- Born: 27 May 1937 Warsaw
- Died: 3 October 2019 (aged 82) Warsaw
- Known for: Taxonomy and analysis of duck-billed dinosaurs
- Scientific career
- Fields: Paleontology
- Institutions: Museum of the Earth of the Polish Academy of Sciences

= Teresa Maryańska =

Polish paleontologist (1937–2019)

Teresa Maryańska (27 May 1937 – 3 October 2019) was a Polish paleontologist who specialized in Mongolian dinosaurs, particularly pachycephalosaurians and ankylosaurians. She was considered not only as one of Poland's but also one of the world's leading experts on dinosaurs.

==Career==
Initially, Teresa's studies were regarding invertebrate paleontology. However, she became an active and important member of the 1964, 1965, 1970, and 1971 Polish–Mongolian expeditions to the Gobi Desert, where she led the former as vice-leader. These expeditions shifted her focus away from invertebrates towards the vertebrate dinosaurs found within the Gobi Desert. Along with Halszka Osmólska,Maryanska is credited with the descriptions of more than a dozen new species and for their work on the taxonomy and analysis of duck-billed dinosaurs. Together they also took part in many smaller expeditions into the Gobi and completed research projects at the Geological Institute of the Mongolian Academy of Sciences in Ulaanbaatar.

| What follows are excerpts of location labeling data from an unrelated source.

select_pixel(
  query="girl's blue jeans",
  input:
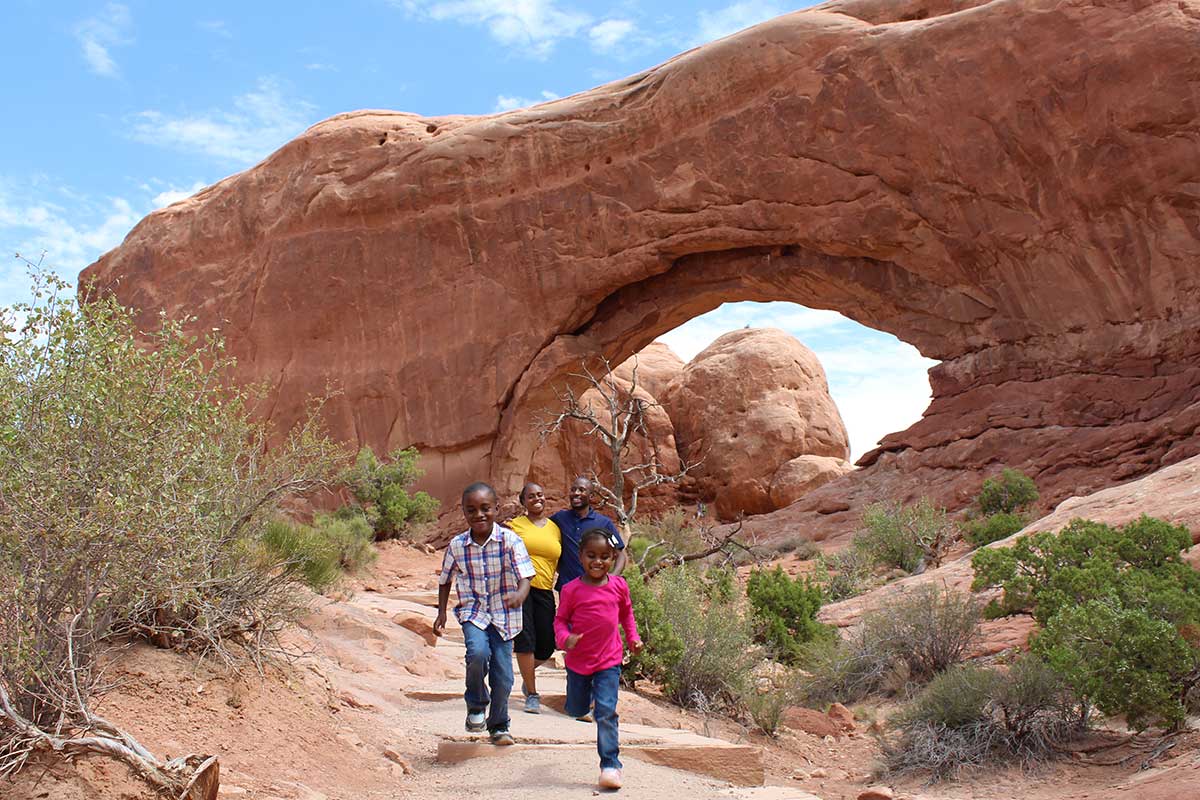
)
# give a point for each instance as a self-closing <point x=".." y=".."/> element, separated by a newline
<point x="489" y="656"/>
<point x="599" y="690"/>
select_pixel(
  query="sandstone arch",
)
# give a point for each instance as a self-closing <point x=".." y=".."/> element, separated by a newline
<point x="1011" y="186"/>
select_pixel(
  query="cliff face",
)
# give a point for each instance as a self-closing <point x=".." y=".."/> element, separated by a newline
<point x="1009" y="186"/>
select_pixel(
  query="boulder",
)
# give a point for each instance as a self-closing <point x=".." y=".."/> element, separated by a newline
<point x="657" y="366"/>
<point x="952" y="172"/>
<point x="748" y="403"/>
<point x="797" y="477"/>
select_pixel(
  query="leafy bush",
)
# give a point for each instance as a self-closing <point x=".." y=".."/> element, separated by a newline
<point x="785" y="612"/>
<point x="1114" y="605"/>
<point x="909" y="537"/>
<point x="1007" y="493"/>
<point x="133" y="492"/>
<point x="847" y="573"/>
<point x="324" y="551"/>
<point x="971" y="716"/>
<point x="699" y="648"/>
<point x="909" y="641"/>
<point x="985" y="530"/>
<point x="382" y="491"/>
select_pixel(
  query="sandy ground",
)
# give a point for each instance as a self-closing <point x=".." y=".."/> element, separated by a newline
<point x="364" y="714"/>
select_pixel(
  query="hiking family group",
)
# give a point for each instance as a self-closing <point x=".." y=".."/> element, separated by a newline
<point x="507" y="578"/>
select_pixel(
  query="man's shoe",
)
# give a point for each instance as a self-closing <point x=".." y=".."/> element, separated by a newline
<point x="610" y="779"/>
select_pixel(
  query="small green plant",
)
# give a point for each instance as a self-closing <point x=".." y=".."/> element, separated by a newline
<point x="1007" y="493"/>
<point x="910" y="537"/>
<point x="1001" y="507"/>
<point x="324" y="551"/>
<point x="1115" y="605"/>
<point x="972" y="716"/>
<point x="785" y="612"/>
<point x="382" y="491"/>
<point x="906" y="642"/>
<point x="985" y="530"/>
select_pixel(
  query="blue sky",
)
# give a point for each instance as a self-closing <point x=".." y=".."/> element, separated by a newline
<point x="119" y="108"/>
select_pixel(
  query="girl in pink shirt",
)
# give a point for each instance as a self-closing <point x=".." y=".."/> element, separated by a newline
<point x="589" y="609"/>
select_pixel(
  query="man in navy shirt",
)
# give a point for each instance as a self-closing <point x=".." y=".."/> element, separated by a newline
<point x="573" y="522"/>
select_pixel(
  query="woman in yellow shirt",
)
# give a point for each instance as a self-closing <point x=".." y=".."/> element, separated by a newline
<point x="535" y="643"/>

In 1974, Maryanska and Halszka Osmólska were among the first "women to describe new kinds of dinosaurs".

Since 1961, Maryańska was affiliated with the Muzeum Ziemi of the Polska Akademia Nauk and was vice-director there from 1976 to 2006, when she retired.

Some of the dinosaurs she described:
- Homalocephale (1974), with Halszka Osmólska
- Prenocephale (1974), with Halszka Osmólska
- Tylocephale (1974), with Halszka Osmólska
- Pachycephalosauria (1974), with Halszka Osmólska
- Bagaceratops (1975), with Halszka Osmólska
- Saichania (1977)
- Tarchia (1977)
- Barsboldia (1981), with Halszka Osmólska
- Goyocephale (1982), with Halszka Osmólska and Altangerel Perle

Alan Feduccia notes that Maryanska and her colleagues (Osmólska and Wolsan) produced in 2002 the "most impressive analysis of the oviraptorosaurs".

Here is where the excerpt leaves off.